9. Context and Broader Impact¶
- Position in the landscape:
- M3FM is to radiology report generation and diagnosis what CLIP‑style models and GPT‑style LLMs are to generic vision–language tasks: a unified backbone that supports multiple tasks, domains, and languages from a single pretraining run.
- It sits alongside other medical multimodal FMs (e.g., radiology VLMs, medical CLIP variants) but is distinctive in explicitly targeting multilingual, multidomain zero‑shot diagnosis.
- Relation to well-known ideas:
- Architecturally, MultiMedCLIP is a CLIP‑like two‑tower model for medical images and text, while MultiMedLM is a medical LLM akin to Me‑LLaMA but optimized for radiology report style and multilinguality.
- The system follows the modern pattern of using a strong vision encoder + language encoder/decoder, aligned via contrastive learning and then instruction‑ or task‑tuned for downstream use.
- Why this paper is a useful reference:
- It provides a clear recipe for building multilingual, multidomain medical VLMs and demonstrating their advantages in low‑label regimes.

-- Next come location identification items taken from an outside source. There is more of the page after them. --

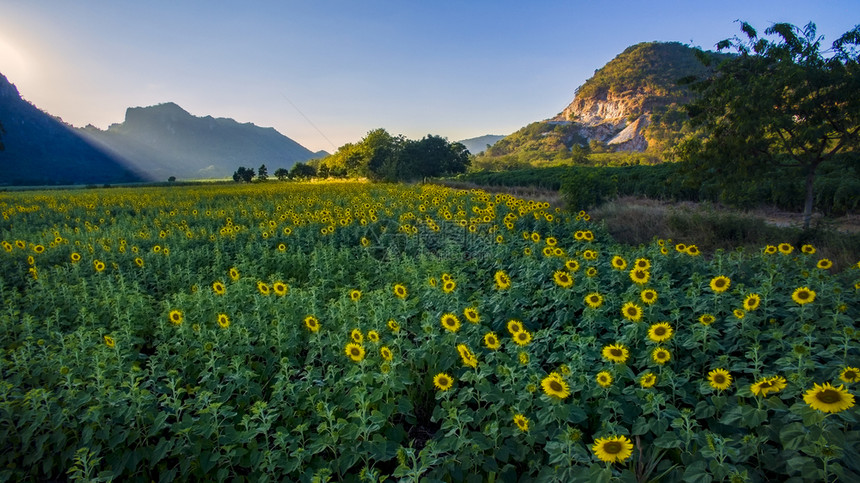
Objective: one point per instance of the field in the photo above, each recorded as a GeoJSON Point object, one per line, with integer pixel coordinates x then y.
{"type": "Point", "coordinates": [365, 332]}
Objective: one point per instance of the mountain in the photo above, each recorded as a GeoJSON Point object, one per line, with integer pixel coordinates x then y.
{"type": "Point", "coordinates": [165, 140]}
{"type": "Point", "coordinates": [633, 103]}
{"type": "Point", "coordinates": [43, 150]}
{"type": "Point", "coordinates": [481, 143]}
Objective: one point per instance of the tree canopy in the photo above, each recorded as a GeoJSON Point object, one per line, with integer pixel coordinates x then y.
{"type": "Point", "coordinates": [780, 101]}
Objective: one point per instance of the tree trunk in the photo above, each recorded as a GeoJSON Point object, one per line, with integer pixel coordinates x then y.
{"type": "Point", "coordinates": [807, 206]}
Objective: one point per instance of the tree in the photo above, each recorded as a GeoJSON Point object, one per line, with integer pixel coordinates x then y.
{"type": "Point", "coordinates": [282, 174]}
{"type": "Point", "coordinates": [243, 174]}
{"type": "Point", "coordinates": [779, 102]}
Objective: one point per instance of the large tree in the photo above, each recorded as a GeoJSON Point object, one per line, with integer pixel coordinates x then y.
{"type": "Point", "coordinates": [780, 101]}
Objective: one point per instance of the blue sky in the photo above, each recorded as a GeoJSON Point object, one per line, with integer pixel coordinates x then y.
{"type": "Point", "coordinates": [326, 72]}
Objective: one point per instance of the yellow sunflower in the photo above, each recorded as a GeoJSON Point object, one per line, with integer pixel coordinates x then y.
{"type": "Point", "coordinates": [554, 386]}
{"type": "Point", "coordinates": [354, 351]}
{"type": "Point", "coordinates": [472, 315]}
{"type": "Point", "coordinates": [604, 379]}
{"type": "Point", "coordinates": [661, 355]}
{"type": "Point", "coordinates": [562, 279]}
{"type": "Point", "coordinates": [631, 312]}
{"type": "Point", "coordinates": [803, 295]}
{"type": "Point", "coordinates": [648, 380]}
{"type": "Point", "coordinates": [614, 449]}
{"type": "Point", "coordinates": [450, 322]}
{"type": "Point", "coordinates": [522, 338]}
{"type": "Point", "coordinates": [594, 300]}
{"type": "Point", "coordinates": [616, 353]}
{"type": "Point", "coordinates": [175, 317]}
{"type": "Point", "coordinates": [720, 284]}
{"type": "Point", "coordinates": [720, 379]}
{"type": "Point", "coordinates": [660, 332]}
{"type": "Point", "coordinates": [752, 302]}
{"type": "Point", "coordinates": [503, 281]}
{"type": "Point", "coordinates": [849, 374]}
{"type": "Point", "coordinates": [649, 296]}
{"type": "Point", "coordinates": [491, 341]}
{"type": "Point", "coordinates": [829, 399]}
{"type": "Point", "coordinates": [522, 422]}
{"type": "Point", "coordinates": [312, 323]}
{"type": "Point", "coordinates": [443, 381]}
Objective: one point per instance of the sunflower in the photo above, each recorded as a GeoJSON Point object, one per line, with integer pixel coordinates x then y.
{"type": "Point", "coordinates": [661, 355]}
{"type": "Point", "coordinates": [400, 291]}
{"type": "Point", "coordinates": [604, 378]}
{"type": "Point", "coordinates": [443, 381]}
{"type": "Point", "coordinates": [491, 341]}
{"type": "Point", "coordinates": [720, 283]}
{"type": "Point", "coordinates": [562, 279]}
{"type": "Point", "coordinates": [450, 322]}
{"type": "Point", "coordinates": [354, 351]}
{"type": "Point", "coordinates": [612, 449]}
{"type": "Point", "coordinates": [522, 338]}
{"type": "Point", "coordinates": [752, 302]}
{"type": "Point", "coordinates": [503, 281]}
{"type": "Point", "coordinates": [522, 422]}
{"type": "Point", "coordinates": [175, 317]}
{"type": "Point", "coordinates": [767, 385]}
{"type": "Point", "coordinates": [829, 399]}
{"type": "Point", "coordinates": [631, 312]}
{"type": "Point", "coordinates": [706, 319]}
{"type": "Point", "coordinates": [594, 300]}
{"type": "Point", "coordinates": [514, 326]}
{"type": "Point", "coordinates": [850, 374]}
{"type": "Point", "coordinates": [554, 386]}
{"type": "Point", "coordinates": [640, 276]}
{"type": "Point", "coordinates": [312, 323]}
{"type": "Point", "coordinates": [649, 296]}
{"type": "Point", "coordinates": [469, 359]}
{"type": "Point", "coordinates": [803, 295]}
{"type": "Point", "coordinates": [720, 379]}
{"type": "Point", "coordinates": [616, 353]}
{"type": "Point", "coordinates": [280, 288]}
{"type": "Point", "coordinates": [472, 315]}
{"type": "Point", "coordinates": [660, 332]}
{"type": "Point", "coordinates": [648, 380]}
{"type": "Point", "coordinates": [785, 248]}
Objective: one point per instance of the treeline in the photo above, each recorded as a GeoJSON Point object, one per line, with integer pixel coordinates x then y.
{"type": "Point", "coordinates": [379, 156]}
{"type": "Point", "coordinates": [837, 184]}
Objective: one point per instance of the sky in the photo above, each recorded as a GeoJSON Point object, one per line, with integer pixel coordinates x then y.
{"type": "Point", "coordinates": [324, 73]}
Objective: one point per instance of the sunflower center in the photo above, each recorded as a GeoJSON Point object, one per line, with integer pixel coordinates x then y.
{"type": "Point", "coordinates": [829, 396]}
{"type": "Point", "coordinates": [612, 447]}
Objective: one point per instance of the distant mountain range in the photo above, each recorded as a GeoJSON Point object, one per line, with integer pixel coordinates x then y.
{"type": "Point", "coordinates": [153, 143]}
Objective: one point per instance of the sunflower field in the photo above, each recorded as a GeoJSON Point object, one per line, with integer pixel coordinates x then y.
{"type": "Point", "coordinates": [347, 331]}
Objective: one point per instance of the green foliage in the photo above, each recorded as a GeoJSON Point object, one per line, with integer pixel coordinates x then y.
{"type": "Point", "coordinates": [779, 102]}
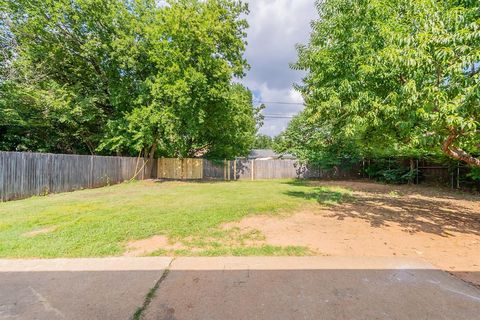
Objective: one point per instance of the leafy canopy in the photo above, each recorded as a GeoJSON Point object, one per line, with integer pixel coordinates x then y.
{"type": "Point", "coordinates": [394, 77]}
{"type": "Point", "coordinates": [123, 76]}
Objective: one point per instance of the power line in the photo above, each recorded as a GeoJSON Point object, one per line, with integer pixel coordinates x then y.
{"type": "Point", "coordinates": [281, 102]}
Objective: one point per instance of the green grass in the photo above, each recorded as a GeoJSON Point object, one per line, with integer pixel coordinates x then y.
{"type": "Point", "coordinates": [99, 222]}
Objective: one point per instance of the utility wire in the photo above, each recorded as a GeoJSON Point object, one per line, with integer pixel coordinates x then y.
{"type": "Point", "coordinates": [281, 102]}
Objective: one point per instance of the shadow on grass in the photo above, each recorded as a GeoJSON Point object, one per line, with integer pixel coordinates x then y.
{"type": "Point", "coordinates": [323, 196]}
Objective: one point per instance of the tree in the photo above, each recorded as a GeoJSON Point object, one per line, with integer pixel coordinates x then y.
{"type": "Point", "coordinates": [262, 141]}
{"type": "Point", "coordinates": [398, 77]}
{"type": "Point", "coordinates": [129, 77]}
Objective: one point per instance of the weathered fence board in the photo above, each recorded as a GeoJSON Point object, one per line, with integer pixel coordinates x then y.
{"type": "Point", "coordinates": [27, 174]}
{"type": "Point", "coordinates": [242, 169]}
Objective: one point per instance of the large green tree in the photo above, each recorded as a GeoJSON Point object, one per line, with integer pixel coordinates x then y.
{"type": "Point", "coordinates": [397, 77]}
{"type": "Point", "coordinates": [125, 77]}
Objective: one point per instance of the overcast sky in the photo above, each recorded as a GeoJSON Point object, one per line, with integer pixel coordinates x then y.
{"type": "Point", "coordinates": [275, 27]}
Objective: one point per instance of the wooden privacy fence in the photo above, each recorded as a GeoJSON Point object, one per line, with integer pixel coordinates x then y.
{"type": "Point", "coordinates": [242, 169]}
{"type": "Point", "coordinates": [28, 174]}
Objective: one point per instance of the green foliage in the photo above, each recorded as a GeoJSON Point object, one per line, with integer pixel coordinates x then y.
{"type": "Point", "coordinates": [390, 172]}
{"type": "Point", "coordinates": [316, 145]}
{"type": "Point", "coordinates": [125, 77]}
{"type": "Point", "coordinates": [474, 174]}
{"type": "Point", "coordinates": [395, 77]}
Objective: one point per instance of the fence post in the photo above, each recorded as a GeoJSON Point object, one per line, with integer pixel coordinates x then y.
{"type": "Point", "coordinates": [235, 169]}
{"type": "Point", "coordinates": [458, 175]}
{"type": "Point", "coordinates": [417, 172]}
{"type": "Point", "coordinates": [253, 169]}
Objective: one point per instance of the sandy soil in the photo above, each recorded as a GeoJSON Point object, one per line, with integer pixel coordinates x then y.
{"type": "Point", "coordinates": [439, 226]}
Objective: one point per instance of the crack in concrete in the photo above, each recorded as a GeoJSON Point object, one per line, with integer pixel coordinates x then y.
{"type": "Point", "coordinates": [48, 307]}
{"type": "Point", "coordinates": [138, 315]}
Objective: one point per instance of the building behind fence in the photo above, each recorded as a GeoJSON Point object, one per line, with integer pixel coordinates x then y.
{"type": "Point", "coordinates": [27, 174]}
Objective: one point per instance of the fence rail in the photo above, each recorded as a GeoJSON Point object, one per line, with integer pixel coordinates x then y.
{"type": "Point", "coordinates": [27, 174]}
{"type": "Point", "coordinates": [243, 169]}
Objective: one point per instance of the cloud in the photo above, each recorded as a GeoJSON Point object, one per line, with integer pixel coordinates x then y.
{"type": "Point", "coordinates": [276, 26]}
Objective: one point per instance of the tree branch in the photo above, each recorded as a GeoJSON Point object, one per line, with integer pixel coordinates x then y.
{"type": "Point", "coordinates": [457, 153]}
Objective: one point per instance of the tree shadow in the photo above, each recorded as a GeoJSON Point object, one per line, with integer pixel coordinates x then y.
{"type": "Point", "coordinates": [419, 211]}
{"type": "Point", "coordinates": [322, 196]}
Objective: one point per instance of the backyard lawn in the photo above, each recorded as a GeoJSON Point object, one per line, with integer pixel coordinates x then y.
{"type": "Point", "coordinates": [270, 217]}
{"type": "Point", "coordinates": [166, 217]}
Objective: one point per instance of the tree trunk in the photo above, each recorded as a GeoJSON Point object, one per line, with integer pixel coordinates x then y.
{"type": "Point", "coordinates": [456, 153]}
{"type": "Point", "coordinates": [411, 179]}
{"type": "Point", "coordinates": [151, 158]}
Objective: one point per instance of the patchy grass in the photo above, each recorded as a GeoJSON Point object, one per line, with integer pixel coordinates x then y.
{"type": "Point", "coordinates": [100, 222]}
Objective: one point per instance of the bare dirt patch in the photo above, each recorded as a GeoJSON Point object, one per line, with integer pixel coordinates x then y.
{"type": "Point", "coordinates": [37, 232]}
{"type": "Point", "coordinates": [146, 246]}
{"type": "Point", "coordinates": [438, 226]}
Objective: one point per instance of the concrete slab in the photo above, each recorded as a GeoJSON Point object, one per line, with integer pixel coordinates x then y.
{"type": "Point", "coordinates": [110, 288]}
{"type": "Point", "coordinates": [311, 288]}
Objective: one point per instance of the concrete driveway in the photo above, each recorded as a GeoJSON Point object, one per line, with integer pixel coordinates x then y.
{"type": "Point", "coordinates": [233, 288]}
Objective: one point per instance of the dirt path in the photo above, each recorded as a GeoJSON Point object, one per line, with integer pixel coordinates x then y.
{"type": "Point", "coordinates": [441, 227]}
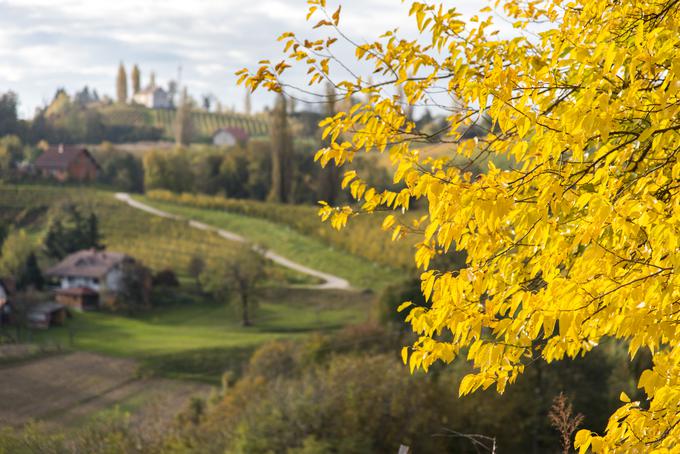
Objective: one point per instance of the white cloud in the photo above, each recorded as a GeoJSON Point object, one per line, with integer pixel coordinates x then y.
{"type": "Point", "coordinates": [46, 44]}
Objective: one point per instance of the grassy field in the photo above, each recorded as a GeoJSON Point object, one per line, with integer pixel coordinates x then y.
{"type": "Point", "coordinates": [187, 335]}
{"type": "Point", "coordinates": [311, 250]}
{"type": "Point", "coordinates": [201, 340]}
{"type": "Point", "coordinates": [159, 243]}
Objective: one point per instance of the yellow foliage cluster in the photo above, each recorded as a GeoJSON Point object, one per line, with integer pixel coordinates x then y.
{"type": "Point", "coordinates": [579, 241]}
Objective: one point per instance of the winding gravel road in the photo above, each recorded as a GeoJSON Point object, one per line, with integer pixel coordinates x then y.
{"type": "Point", "coordinates": [330, 281]}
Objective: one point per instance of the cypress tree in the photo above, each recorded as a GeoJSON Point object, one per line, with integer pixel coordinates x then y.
{"type": "Point", "coordinates": [183, 122]}
{"type": "Point", "coordinates": [281, 148]}
{"type": "Point", "coordinates": [31, 275]}
{"type": "Point", "coordinates": [121, 85]}
{"type": "Point", "coordinates": [136, 77]}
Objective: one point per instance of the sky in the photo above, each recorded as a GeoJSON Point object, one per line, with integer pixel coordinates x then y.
{"type": "Point", "coordinates": [51, 44]}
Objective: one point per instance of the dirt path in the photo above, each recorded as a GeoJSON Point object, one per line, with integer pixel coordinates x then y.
{"type": "Point", "coordinates": [61, 390]}
{"type": "Point", "coordinates": [330, 281]}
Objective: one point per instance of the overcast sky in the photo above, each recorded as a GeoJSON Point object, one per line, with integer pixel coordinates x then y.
{"type": "Point", "coordinates": [47, 44]}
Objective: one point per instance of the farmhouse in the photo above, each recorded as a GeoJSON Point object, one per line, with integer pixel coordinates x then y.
{"type": "Point", "coordinates": [67, 163]}
{"type": "Point", "coordinates": [227, 137]}
{"type": "Point", "coordinates": [45, 315]}
{"type": "Point", "coordinates": [96, 270]}
{"type": "Point", "coordinates": [81, 298]}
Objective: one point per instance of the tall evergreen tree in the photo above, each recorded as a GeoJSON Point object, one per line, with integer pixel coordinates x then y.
{"type": "Point", "coordinates": [183, 122]}
{"type": "Point", "coordinates": [121, 85]}
{"type": "Point", "coordinates": [135, 76]}
{"type": "Point", "coordinates": [281, 147]}
{"type": "Point", "coordinates": [69, 231]}
{"type": "Point", "coordinates": [31, 274]}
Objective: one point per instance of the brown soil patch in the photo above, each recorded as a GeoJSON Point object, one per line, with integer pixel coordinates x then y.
{"type": "Point", "coordinates": [62, 390]}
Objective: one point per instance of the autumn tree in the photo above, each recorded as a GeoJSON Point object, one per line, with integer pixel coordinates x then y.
{"type": "Point", "coordinates": [136, 80]}
{"type": "Point", "coordinates": [121, 84]}
{"type": "Point", "coordinates": [240, 275]}
{"type": "Point", "coordinates": [281, 148]}
{"type": "Point", "coordinates": [330, 175]}
{"type": "Point", "coordinates": [572, 243]}
{"type": "Point", "coordinates": [247, 104]}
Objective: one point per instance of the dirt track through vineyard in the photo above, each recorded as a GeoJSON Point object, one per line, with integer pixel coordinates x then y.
{"type": "Point", "coordinates": [330, 281]}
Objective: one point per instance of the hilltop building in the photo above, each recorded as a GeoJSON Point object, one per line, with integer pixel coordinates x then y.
{"type": "Point", "coordinates": [66, 163]}
{"type": "Point", "coordinates": [153, 97]}
{"type": "Point", "coordinates": [227, 137]}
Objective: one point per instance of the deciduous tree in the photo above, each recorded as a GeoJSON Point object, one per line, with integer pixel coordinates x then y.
{"type": "Point", "coordinates": [573, 243]}
{"type": "Point", "coordinates": [239, 276]}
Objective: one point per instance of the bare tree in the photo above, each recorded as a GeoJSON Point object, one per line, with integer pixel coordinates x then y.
{"type": "Point", "coordinates": [240, 276]}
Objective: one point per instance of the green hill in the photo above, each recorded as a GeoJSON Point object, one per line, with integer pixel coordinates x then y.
{"type": "Point", "coordinates": [205, 123]}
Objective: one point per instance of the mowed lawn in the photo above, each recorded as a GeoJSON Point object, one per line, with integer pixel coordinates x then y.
{"type": "Point", "coordinates": [291, 244]}
{"type": "Point", "coordinates": [201, 340]}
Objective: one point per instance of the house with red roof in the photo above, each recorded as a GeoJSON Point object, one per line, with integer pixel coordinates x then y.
{"type": "Point", "coordinates": [67, 163]}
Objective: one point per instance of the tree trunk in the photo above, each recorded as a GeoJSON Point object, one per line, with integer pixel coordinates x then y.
{"type": "Point", "coordinates": [244, 307]}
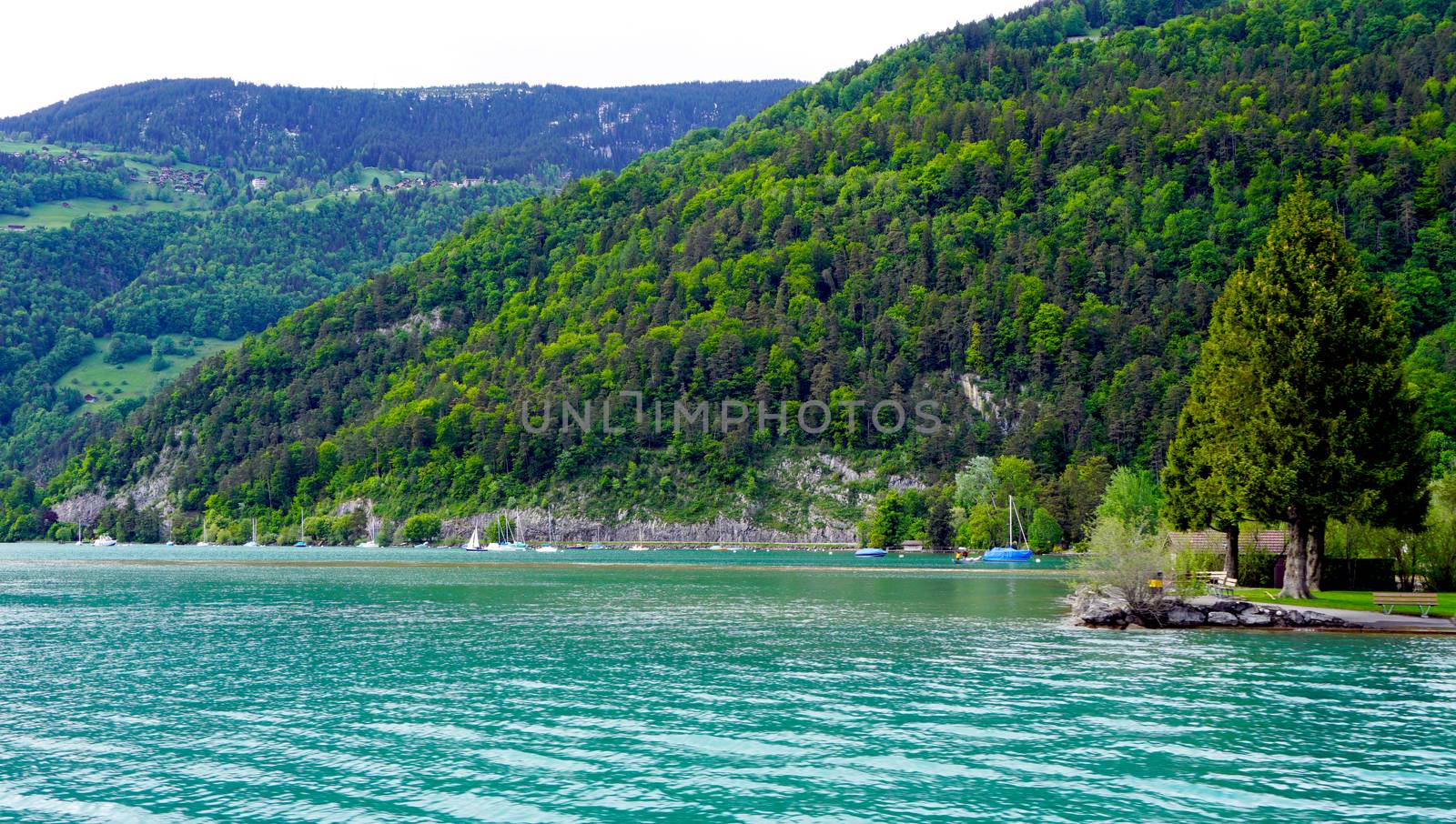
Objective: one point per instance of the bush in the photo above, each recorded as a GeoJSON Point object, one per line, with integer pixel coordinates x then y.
{"type": "Point", "coordinates": [1046, 532]}
{"type": "Point", "coordinates": [1123, 558]}
{"type": "Point", "coordinates": [421, 528]}
{"type": "Point", "coordinates": [1438, 552]}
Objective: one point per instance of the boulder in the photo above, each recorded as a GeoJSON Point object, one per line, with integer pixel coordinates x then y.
{"type": "Point", "coordinates": [1220, 618]}
{"type": "Point", "coordinates": [1256, 618]}
{"type": "Point", "coordinates": [1321, 619]}
{"type": "Point", "coordinates": [1184, 615]}
{"type": "Point", "coordinates": [1101, 612]}
{"type": "Point", "coordinates": [1213, 603]}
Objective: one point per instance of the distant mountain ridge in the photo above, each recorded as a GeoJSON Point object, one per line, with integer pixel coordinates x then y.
{"type": "Point", "coordinates": [1026, 220]}
{"type": "Point", "coordinates": [502, 130]}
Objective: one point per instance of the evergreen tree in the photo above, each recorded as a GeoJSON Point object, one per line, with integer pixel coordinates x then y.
{"type": "Point", "coordinates": [938, 530]}
{"type": "Point", "coordinates": [1303, 411]}
{"type": "Point", "coordinates": [1194, 497]}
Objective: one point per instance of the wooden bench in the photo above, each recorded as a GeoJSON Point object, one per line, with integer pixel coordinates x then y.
{"type": "Point", "coordinates": [1390, 600]}
{"type": "Point", "coordinates": [1219, 583]}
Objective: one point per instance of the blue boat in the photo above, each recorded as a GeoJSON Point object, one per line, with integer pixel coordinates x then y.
{"type": "Point", "coordinates": [1006, 554]}
{"type": "Point", "coordinates": [1009, 554]}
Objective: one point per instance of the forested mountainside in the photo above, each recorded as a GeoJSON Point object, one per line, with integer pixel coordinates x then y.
{"type": "Point", "coordinates": [206, 274]}
{"type": "Point", "coordinates": [482, 130]}
{"type": "Point", "coordinates": [1023, 218]}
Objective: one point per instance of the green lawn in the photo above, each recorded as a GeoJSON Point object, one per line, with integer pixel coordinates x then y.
{"type": "Point", "coordinates": [56, 216]}
{"type": "Point", "coordinates": [111, 383]}
{"type": "Point", "coordinates": [1346, 600]}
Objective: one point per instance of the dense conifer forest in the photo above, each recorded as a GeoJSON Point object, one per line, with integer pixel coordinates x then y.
{"type": "Point", "coordinates": [1026, 220]}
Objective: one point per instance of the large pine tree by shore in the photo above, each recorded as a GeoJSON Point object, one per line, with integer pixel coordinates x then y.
{"type": "Point", "coordinates": [1299, 411]}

- For a grad student, it serves as a practical starting point for designing new medical MLLMs, extending them to other modalities, or exploring safer, more equitable deployment strategies in global health.
10. Key Takeaways (Bullet Summary)¶
- Problem:
-
Clinical radiology needs AI systems that can generate reports and support diagnosis across imaging domains and languages, especially when labeled data for rare diseases or non‑English populations are scarce.
-
Method / model:
- M3FM combines MultiMedCLIP, a CLIP‑style vision–language encoder trained on English-centric image–text corpora and English–Chinese text pairs, with MultiMedLM, a multilingual medical language model trained on large text corpora.
-
The model aligns CXR and CT images with English and Chinese reports in a shared latent space and then uses an LLM to generate reports and support downstream classification.
-
Results:
- Achieves strong zero‑shot and few‑shot performance on nine datasets covering report generation and disease diagnosis, often matching or exceeding supervised baselines that rely on labeled data.
-
Particularly strong for cross-language tasks such as CT‑to‑Chinese report generation and COVID‑19 diagnosis with minimal labeled data.
-
Why it matters:
- Demonstrates that a single medical multimodal foundation model can reduce dependence on large labeled datasets and extend AI benefits to low‑resource languages and rare diseases.
- Provides a concrete blueprint for future medical VLMs and MLLMs targeting multilingual, label‑efficient clinical decision support.